What parents need to know
Parents Need to Know
Parents need to know that there's nothing of concern here, and much that is educational. Jack and Annie encounter friendly dinosaurs, gathering a few scientific facts about each one, and sparking imaginations. While the short sentences may have adults yawning, kids will learn to read with them.
What's the story?
Jack and Annie travel back in time via treehouse to the prehistoric Cretaceous period. In this mild adventure written in short, clipped sentence structure, the two siblings fly on the back of a Pteranodon, stumble upon nests filled with tiny dinosaurs and flee from a T-rex.
In the first of many Magic Tree House adventures, 8-year-old Jack and his 7-year-old sister Annie discover what they think must be the "highest treehouse in the world." They climb up and find it's filled with books. When Jack fingers a picture of a Pteranodon and says, "I wish I could see a Pteranodon for real," his wish comes true.
Jack and Annie are transported back 65 million years, where they meet a flying reptile they name Henry, a 12,00 pound flower-eating Triceratops, a duck-billed dinosaur with a voice like a tuba called an Anatosaurus, and a T-rex who could eat a human in a single bite. A mysterious gold medallion with the letter M is collected along the way, reassuring the two that their trip in the flying tree house was real.
Is it any good?
In this first adventure, Mary Osborne sets the stage for her popular series. The set-up is inventive: A book must be found and opened and a wish made for the tree house to begin spinning -- and transport Jack and Annie to another place and time.

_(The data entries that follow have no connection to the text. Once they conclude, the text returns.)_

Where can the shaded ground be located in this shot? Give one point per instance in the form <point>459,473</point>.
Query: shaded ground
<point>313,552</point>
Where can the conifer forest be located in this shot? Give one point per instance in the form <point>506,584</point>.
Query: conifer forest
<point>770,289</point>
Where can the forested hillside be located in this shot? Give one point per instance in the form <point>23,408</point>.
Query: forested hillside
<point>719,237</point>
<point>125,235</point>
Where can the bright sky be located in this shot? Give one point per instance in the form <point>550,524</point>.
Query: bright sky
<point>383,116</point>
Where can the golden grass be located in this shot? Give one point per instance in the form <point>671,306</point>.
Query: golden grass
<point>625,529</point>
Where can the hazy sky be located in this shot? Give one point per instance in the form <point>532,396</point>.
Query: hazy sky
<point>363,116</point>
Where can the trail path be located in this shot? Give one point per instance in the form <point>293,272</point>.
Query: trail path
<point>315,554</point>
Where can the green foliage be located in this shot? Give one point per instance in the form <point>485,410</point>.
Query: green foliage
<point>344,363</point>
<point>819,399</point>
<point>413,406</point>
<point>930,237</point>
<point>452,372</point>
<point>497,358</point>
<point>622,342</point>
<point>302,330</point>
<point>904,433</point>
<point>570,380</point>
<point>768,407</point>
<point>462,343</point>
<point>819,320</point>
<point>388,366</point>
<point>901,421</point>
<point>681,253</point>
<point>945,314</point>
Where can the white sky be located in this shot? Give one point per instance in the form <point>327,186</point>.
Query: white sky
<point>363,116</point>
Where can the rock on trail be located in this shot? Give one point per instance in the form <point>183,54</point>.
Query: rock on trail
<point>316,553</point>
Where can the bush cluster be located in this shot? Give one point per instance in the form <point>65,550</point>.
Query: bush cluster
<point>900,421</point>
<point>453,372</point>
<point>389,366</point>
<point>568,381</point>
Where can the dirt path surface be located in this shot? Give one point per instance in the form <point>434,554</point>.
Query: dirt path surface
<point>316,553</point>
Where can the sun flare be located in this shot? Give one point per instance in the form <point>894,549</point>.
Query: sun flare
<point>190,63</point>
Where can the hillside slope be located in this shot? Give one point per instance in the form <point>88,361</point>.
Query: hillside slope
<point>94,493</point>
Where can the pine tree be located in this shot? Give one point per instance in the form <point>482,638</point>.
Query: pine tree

An escape, in which Jack hops atop an ancient flying reptile and soars over a Tyrannosaurus rex, will have readers holding their breath, then cheering for the hero's return to safety. And even though Jack gets to do the flying, Annie has her part: It's her ingenuity that saves her brother.
Families can talk about...
Families can talk about the scientific aspects of dinosaurs.
How much of this story is real, how much is made up, and how much are we just not certain about?